My main aim for this ASTMH meeting was to present our paper entitled “Micro-geographical heterogeneity in Schistosoma mansoni and Schistosoma haematobium infection and morbidity in a co-endemic community in Northern Senegal” (L. Meurs, M. Mbow, N. Boon, F. van den Broeck, K. Vereecken, T.N. Dièye, E. Abatih, T. Huyse, S. Mboup, K. Polman. PLoS Neg Trop Dis. In Press). This work is part of my PhD thesis on the epidemiological, micro-geographical and immunological patterns of S. mansoni and S. haematobium infection and morbidity, which I am currently finalizing. I had presented the same micro-geographical analyses at the meeting of the Belgian and Dutch societies of parasitology of 2012, and on the first day of this ASTMH meeting, it was accepted for publication (finally!). The presentation went relatively well. The only feedback I received was from chairman Charles King, who emphasized that it was indeed important to investigate spatial patterns of infection with both species and morbidity.
Once the stress of the presentation was gone, I could enjoy more the rest of the meeting. There were parallel symposia and scientific sessions on a broad variety of topics. I mainly attended presentations on schistosomiasis, control and elimination of neglected tropical diseases (NTDs), water, sanitation and hygiene (WASH), immuno-parasitology, all plenary sessions and some of the malaria sessions. I learnt many different things. For instance, many helminths have bacterial infections themselves. Helminths can alter bacterial microbiomes of their host whereas some of them promote bacterial infection of the host by disrupting intestinal barriers, while others restore these barriers and appear to reduce inflammatory bowel disease.
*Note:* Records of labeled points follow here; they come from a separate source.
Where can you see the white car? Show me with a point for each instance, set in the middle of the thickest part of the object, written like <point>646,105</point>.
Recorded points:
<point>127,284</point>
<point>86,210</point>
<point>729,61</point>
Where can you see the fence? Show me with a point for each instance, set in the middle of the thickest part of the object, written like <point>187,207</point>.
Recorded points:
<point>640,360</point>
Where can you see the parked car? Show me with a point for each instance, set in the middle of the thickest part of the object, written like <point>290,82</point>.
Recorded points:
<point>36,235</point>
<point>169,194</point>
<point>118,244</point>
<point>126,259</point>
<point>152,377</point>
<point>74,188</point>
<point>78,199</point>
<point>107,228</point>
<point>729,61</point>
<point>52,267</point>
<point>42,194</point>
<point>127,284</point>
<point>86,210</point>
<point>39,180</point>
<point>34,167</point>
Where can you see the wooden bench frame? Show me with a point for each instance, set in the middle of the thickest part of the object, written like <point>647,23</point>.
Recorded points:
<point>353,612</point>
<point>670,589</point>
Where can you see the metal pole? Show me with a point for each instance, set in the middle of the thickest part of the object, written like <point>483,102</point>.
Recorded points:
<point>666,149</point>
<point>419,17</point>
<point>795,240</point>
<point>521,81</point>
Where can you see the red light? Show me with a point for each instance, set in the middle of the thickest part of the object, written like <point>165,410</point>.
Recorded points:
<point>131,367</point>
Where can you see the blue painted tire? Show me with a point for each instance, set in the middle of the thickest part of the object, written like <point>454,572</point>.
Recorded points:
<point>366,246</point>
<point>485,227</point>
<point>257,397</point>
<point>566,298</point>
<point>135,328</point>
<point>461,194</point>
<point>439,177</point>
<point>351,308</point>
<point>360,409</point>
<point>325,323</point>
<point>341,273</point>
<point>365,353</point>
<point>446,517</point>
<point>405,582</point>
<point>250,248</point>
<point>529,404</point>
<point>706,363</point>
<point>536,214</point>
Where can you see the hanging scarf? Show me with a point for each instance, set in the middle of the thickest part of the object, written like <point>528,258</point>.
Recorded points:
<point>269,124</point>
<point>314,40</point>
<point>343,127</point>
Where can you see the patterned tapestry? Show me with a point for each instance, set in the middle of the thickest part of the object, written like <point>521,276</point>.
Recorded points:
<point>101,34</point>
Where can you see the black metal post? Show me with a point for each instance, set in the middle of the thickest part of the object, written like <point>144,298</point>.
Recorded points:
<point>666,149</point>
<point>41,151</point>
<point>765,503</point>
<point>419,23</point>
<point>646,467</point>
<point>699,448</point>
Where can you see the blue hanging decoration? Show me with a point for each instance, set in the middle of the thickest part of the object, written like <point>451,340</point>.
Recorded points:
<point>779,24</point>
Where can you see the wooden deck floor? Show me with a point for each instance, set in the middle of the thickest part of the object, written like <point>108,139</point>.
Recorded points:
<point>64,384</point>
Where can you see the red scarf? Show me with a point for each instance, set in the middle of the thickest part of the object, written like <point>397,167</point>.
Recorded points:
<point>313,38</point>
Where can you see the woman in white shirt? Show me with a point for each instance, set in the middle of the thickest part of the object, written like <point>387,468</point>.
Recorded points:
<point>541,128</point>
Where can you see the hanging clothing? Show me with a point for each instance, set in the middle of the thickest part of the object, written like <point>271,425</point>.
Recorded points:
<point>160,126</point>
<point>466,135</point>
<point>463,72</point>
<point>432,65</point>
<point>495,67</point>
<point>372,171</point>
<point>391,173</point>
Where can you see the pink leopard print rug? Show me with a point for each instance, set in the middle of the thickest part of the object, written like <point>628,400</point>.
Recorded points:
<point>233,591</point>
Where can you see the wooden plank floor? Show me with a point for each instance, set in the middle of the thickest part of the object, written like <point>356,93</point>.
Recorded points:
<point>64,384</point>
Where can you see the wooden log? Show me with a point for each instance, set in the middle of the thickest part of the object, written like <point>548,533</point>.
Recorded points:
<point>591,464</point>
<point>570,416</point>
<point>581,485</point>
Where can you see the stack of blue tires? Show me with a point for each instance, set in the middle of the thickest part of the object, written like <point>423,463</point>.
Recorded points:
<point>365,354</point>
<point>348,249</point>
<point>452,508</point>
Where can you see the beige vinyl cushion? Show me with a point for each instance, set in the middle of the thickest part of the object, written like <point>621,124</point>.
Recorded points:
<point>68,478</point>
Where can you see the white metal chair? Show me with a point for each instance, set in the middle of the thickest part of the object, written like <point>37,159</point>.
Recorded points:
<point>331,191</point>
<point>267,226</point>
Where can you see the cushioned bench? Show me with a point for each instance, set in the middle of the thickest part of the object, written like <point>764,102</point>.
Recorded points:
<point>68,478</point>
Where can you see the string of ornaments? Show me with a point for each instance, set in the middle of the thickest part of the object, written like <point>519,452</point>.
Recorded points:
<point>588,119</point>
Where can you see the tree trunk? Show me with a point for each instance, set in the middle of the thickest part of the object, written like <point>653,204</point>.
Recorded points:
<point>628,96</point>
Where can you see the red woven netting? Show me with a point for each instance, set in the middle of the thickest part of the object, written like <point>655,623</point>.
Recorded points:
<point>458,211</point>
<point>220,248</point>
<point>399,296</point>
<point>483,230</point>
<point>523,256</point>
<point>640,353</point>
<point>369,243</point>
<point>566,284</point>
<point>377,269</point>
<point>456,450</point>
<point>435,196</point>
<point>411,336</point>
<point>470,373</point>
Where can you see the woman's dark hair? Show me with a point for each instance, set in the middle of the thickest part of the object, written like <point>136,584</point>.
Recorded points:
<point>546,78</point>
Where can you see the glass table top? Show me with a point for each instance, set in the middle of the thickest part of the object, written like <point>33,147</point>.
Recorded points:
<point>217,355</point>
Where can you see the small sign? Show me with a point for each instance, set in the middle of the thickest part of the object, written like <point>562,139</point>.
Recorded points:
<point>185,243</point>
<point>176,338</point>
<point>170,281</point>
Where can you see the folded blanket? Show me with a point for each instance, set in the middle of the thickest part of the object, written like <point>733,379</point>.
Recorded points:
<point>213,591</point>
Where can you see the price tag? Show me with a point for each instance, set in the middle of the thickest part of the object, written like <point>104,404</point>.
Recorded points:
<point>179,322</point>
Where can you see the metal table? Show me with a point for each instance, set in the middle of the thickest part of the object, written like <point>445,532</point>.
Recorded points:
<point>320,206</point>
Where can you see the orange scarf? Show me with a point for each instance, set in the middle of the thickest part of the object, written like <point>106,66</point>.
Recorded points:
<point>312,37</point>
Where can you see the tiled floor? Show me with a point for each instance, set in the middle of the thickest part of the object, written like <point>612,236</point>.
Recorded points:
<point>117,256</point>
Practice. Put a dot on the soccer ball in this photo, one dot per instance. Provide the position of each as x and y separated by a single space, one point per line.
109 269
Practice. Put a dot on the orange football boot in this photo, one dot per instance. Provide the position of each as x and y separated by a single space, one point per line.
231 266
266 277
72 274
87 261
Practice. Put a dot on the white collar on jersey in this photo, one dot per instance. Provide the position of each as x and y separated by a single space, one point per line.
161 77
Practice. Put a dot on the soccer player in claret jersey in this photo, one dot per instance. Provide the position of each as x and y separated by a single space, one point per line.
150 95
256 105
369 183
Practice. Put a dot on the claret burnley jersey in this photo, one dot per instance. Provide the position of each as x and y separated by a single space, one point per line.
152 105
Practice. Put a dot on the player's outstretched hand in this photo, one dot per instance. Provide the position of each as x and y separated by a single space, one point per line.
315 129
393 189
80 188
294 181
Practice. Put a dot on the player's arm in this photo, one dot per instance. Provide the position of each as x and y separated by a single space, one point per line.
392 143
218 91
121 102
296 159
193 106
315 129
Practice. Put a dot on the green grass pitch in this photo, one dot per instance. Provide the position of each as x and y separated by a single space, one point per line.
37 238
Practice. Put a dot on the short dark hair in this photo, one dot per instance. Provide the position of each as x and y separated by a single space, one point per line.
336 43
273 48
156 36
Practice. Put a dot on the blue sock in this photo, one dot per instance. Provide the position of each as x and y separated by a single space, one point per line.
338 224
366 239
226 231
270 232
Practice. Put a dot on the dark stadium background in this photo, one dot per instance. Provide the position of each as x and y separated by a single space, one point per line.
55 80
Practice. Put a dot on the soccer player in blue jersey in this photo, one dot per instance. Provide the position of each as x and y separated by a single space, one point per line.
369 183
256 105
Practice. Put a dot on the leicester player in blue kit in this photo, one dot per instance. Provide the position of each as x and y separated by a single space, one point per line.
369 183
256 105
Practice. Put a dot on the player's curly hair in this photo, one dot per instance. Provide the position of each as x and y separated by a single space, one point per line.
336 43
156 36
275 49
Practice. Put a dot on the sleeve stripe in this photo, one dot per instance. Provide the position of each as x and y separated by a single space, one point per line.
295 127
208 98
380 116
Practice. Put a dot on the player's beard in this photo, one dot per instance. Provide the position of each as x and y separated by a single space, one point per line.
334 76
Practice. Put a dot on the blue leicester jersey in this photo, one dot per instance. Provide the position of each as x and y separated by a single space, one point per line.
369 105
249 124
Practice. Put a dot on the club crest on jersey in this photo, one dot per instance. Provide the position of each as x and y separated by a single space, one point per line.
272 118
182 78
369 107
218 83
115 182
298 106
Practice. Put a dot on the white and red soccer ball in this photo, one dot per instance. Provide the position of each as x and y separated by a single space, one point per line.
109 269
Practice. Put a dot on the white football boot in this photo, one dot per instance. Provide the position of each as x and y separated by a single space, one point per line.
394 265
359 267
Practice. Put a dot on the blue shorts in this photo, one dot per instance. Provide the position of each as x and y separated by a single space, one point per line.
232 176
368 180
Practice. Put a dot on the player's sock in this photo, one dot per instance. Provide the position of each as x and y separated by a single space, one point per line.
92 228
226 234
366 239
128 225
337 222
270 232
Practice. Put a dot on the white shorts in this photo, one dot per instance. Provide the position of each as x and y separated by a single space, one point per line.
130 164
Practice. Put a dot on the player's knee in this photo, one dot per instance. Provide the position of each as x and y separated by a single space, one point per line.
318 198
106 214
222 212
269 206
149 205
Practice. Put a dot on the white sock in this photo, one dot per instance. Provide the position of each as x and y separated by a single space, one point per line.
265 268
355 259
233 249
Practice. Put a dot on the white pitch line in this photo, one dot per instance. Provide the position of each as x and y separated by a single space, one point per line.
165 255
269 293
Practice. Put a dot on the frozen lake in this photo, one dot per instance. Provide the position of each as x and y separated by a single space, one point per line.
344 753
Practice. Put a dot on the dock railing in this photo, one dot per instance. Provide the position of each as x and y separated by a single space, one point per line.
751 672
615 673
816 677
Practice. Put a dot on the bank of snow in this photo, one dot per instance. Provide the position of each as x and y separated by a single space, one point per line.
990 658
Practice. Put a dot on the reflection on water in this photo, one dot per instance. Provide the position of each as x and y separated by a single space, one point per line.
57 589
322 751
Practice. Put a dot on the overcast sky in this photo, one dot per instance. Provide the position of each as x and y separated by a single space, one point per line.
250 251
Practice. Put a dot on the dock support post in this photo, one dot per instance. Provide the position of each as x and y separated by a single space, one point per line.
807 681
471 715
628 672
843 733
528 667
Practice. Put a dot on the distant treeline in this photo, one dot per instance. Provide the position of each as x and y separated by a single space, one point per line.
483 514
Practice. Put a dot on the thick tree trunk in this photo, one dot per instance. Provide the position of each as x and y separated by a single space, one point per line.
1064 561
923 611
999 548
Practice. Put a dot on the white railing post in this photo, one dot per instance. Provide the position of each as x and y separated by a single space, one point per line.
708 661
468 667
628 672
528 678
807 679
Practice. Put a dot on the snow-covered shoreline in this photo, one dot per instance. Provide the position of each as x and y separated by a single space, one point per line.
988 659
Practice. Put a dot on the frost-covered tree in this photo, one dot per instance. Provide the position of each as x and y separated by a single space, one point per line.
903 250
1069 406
I also learnt that we actually do not know why people get sick globally, and what they die from (because it is just not recorded), and that small children in developing countries generally do not use latrines because they are afraid of the dark, they are physically too small, or because their parents do not allow them to use them.
Finally, I was happy to meet some of my fellow junior researchers I had never met in person, and to catch up with former colleagues. I also briefly met with some of the senior researchers that were sometimes really difficult to get hold of. All in all, the meeting was very interesting and encouraging.